Menurut islam, kita semua memiliki fitrah kesucian, yaitu keinginan kita untuk kembali kepada Allah Subhanahu wata’ala. Keinginan itu berada jauh di lubuk hati kita. Allah tempatkan dalam hati kita sebuah lampu; dan itu adalah fitrah yang sering kali tertutup. Al-qur’an menggambarkannya seperti misykat; Allahu nurus samawati wal ardh, matsalu nurihi kamiskatin fiha misbah”; perumpamaan cahaya Allah itu seperti misykat (QS. An-Nur:35). Misykat dalam bahasa arab, adalah sebuah tempat seperti mangkuk terbalik.
Cahaya fitrah kita itu tidak bisa keluar karena tertutupi dosa-dosa dan banyaknya perhatian kita pada dunia. Akan tetapi pada orang-orang tertentu yang membersihkan hatinya secara sungguh-sungguh, misykat itu menjadi sangat cemerlang seperti kaca. Al-qur’an menyatakan: “Kacanya itu seakan-akan bintang yang cemerlang yang dinyalakan apinya dari pohon-pohon zaitun yang diberkati, yang tidak di timur dan barat. Hampir-hampir minyaknya saja bersinar padahal tidak disentuh api.
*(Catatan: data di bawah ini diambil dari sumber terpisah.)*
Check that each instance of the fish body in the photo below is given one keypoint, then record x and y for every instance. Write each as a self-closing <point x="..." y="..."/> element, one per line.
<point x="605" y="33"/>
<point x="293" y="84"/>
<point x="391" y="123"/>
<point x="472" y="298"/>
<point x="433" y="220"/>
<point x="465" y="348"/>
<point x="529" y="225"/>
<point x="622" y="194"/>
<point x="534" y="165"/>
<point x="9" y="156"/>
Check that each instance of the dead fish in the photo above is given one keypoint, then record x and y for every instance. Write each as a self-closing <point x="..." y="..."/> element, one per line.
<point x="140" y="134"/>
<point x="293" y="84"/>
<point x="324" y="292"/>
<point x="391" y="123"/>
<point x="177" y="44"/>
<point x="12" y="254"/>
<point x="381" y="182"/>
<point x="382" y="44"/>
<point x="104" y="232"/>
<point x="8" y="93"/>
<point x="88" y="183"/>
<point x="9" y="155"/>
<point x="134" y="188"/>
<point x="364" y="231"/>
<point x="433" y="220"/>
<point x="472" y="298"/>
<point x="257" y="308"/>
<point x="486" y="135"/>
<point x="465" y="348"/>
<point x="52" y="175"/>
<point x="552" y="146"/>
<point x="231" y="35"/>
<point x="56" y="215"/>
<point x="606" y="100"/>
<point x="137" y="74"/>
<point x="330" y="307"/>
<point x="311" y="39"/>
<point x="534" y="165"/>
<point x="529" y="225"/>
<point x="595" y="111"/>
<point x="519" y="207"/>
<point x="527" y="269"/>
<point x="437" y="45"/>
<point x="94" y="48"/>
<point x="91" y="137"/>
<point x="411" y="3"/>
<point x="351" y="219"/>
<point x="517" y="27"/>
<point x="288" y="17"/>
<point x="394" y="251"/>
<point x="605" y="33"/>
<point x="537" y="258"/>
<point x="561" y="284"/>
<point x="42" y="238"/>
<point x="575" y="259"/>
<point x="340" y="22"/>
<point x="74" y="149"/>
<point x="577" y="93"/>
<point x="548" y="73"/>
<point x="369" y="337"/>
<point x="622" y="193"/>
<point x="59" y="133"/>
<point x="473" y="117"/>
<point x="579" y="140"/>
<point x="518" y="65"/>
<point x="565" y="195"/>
Cahaya di atas cahaya.” (QS. An-Nur:35)
Menurut Al-qur’an hati kita mempunyai lampu fitrah yang membawa kita pada kesucian dan kerinduan kita kepada Allah Subhanahu wata’ala, kita berasal dari Dia. Di lubuk hati kita yang paling dalam, yang kita sebut fitrah, ada kerinduan kita kepada-Nya. Tetapi kerinduan itu sering kita lupakan. Mungkin kita terlalu terpesona dengan tempat yang baru ini, dunia; seperti halnya ketika kita pergi merantau keluar negeri untuk pertama kali. Karena kehidupan yang senang, kita tidak ingat untuk kembali. Yang memanggil kita untuk kembali itu adalah cahaya fitrah, lampu yang ada di dalam misykat hati kita.
Kalau orang mendapat musibah, biasanya ia akan kembali kepada Allah Subhanahu wata’ala, karena itu, Nabi bersabda kepada orang yang mengeluh karena musibahnya,
“Sesungguhnya tidak ada baiknya orang yang tidak pernah mendapat musibah”.
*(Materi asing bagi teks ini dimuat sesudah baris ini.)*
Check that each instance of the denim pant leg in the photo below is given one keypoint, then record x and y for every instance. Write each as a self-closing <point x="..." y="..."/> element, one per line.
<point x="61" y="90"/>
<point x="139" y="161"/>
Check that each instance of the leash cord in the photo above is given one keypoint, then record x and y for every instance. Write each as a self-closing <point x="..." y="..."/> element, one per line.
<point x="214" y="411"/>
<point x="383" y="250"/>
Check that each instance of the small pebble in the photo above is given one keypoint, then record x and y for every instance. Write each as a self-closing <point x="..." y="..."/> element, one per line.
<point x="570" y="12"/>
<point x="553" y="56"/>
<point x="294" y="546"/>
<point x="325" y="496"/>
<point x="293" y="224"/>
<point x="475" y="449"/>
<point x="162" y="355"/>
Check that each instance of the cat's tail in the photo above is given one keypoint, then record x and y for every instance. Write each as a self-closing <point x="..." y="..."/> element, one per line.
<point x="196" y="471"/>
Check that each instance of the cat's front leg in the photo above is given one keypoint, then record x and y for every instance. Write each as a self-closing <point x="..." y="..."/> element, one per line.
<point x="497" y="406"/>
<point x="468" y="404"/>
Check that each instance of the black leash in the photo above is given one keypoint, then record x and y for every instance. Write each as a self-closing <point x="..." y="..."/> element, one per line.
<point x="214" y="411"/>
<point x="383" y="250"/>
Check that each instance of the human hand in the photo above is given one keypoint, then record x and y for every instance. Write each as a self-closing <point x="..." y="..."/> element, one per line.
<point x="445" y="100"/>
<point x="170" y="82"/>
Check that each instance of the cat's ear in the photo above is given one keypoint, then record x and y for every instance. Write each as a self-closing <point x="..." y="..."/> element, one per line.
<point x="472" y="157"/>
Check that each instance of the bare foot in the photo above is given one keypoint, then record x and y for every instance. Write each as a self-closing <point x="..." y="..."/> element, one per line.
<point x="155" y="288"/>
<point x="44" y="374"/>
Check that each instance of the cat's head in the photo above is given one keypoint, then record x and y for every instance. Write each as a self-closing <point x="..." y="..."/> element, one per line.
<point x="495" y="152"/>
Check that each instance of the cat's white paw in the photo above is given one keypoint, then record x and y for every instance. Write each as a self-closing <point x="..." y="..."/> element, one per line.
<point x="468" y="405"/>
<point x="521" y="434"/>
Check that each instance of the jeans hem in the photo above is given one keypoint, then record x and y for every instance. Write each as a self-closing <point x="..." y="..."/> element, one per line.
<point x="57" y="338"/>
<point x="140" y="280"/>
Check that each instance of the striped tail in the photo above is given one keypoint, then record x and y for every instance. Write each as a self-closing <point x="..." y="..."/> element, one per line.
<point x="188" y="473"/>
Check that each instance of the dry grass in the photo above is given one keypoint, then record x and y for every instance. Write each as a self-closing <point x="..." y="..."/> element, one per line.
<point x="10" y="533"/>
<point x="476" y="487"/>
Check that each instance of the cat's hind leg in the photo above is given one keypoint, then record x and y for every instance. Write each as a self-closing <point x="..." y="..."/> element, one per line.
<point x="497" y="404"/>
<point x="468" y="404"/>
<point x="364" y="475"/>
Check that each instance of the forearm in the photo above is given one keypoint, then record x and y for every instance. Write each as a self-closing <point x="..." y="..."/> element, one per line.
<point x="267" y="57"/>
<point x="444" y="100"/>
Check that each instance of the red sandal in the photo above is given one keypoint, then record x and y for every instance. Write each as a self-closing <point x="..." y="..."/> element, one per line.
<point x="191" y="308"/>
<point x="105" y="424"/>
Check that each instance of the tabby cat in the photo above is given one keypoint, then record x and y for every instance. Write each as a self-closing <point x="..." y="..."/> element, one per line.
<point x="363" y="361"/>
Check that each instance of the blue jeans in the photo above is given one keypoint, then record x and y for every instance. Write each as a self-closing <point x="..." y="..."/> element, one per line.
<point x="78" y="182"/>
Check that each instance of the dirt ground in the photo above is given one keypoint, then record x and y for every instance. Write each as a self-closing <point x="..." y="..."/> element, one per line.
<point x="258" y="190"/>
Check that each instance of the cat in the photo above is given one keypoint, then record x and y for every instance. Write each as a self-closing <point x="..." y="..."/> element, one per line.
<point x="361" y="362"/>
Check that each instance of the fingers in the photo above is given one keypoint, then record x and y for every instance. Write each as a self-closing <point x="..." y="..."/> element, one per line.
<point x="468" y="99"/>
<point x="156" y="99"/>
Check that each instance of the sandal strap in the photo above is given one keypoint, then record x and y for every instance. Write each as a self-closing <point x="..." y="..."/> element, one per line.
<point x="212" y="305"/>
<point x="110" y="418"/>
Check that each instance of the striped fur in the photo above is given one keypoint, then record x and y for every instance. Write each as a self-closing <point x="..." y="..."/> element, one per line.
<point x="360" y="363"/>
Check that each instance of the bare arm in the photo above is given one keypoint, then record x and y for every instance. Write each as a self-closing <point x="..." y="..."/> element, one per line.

Jadi musibah itu bagus karena mengembalikan kita kepada fitrah.
Dari yaqzhah orang meningkat kepada taubat, maqam yang kedua. Dari taubat naik ke maqam yang ketiga yaitu muhasabah. Setelah maqam muhasabah, barulah maqam inabah.
Yang akan kita bicarakan adalah taubat.
Kembali kepada kata taubat, istilah lain untuk taubat adalah istighfar. Kita menyebutnya istighfar juga dengan taubat. Lalu apa perbedaan istighfar dan taubat?
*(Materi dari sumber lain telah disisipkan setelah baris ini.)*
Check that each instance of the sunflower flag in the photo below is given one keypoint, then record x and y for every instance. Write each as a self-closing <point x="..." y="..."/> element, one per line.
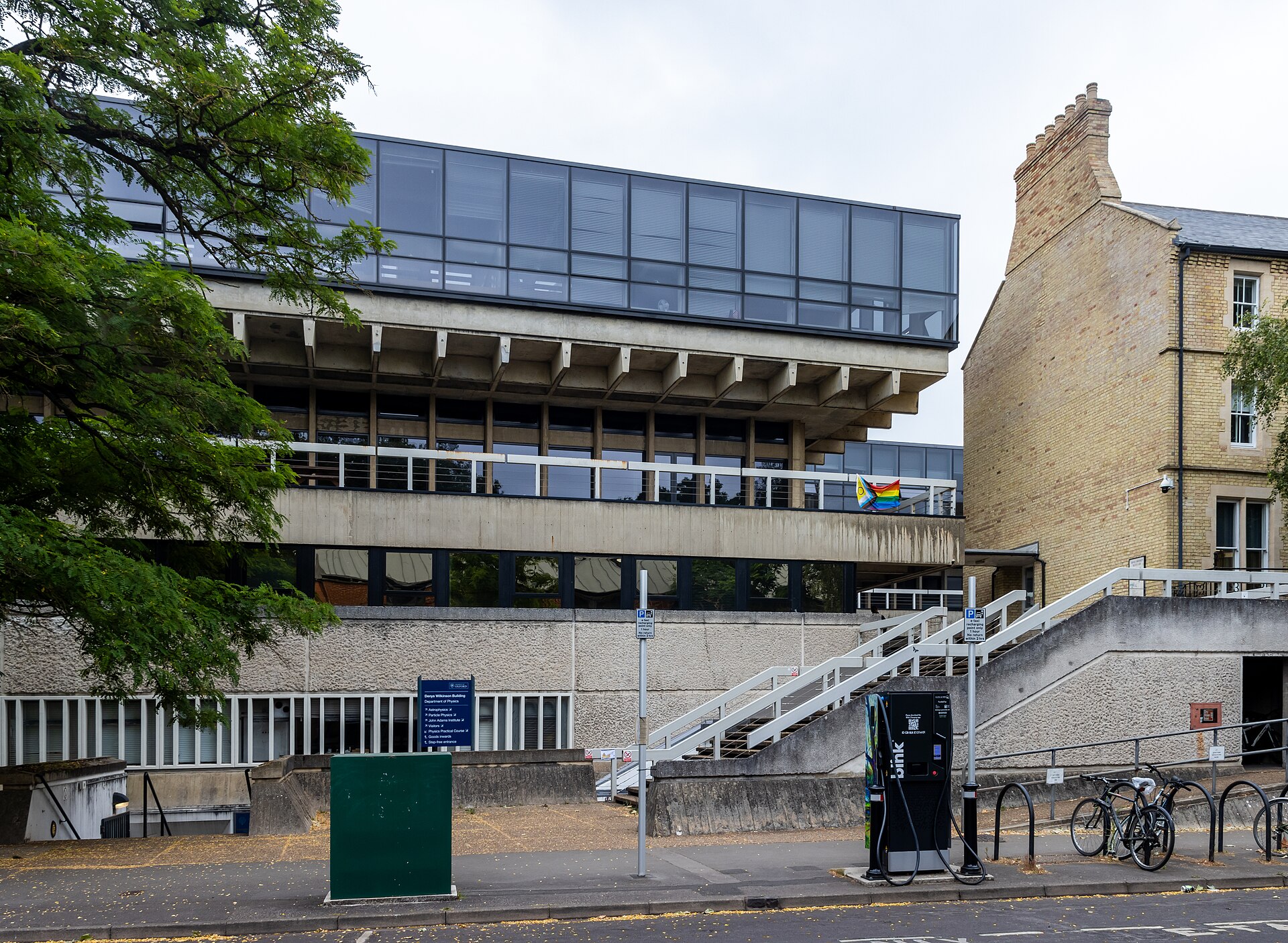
<point x="877" y="496"/>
Pengertian istighfar itu bukan ‘kembali’. Istighfar berasal dari kata ghafara yang artinya ‘menutup’. Kalau ditambahkan alif, sin dan ta sebelum ghafara, berarti meminta, mengusahakan agar memperoleh ghafr.
Istighfar artinya kita meminta agar ditutup dari hal-hal yang menyakitkan. Dalam Al-qur’an kadang-kadang kita diperintahkan untuk beristighfar saja, tidak disertai taubat, tetapi kadang-kadang kita diperintahkan untuk beristighfar disertai taubat.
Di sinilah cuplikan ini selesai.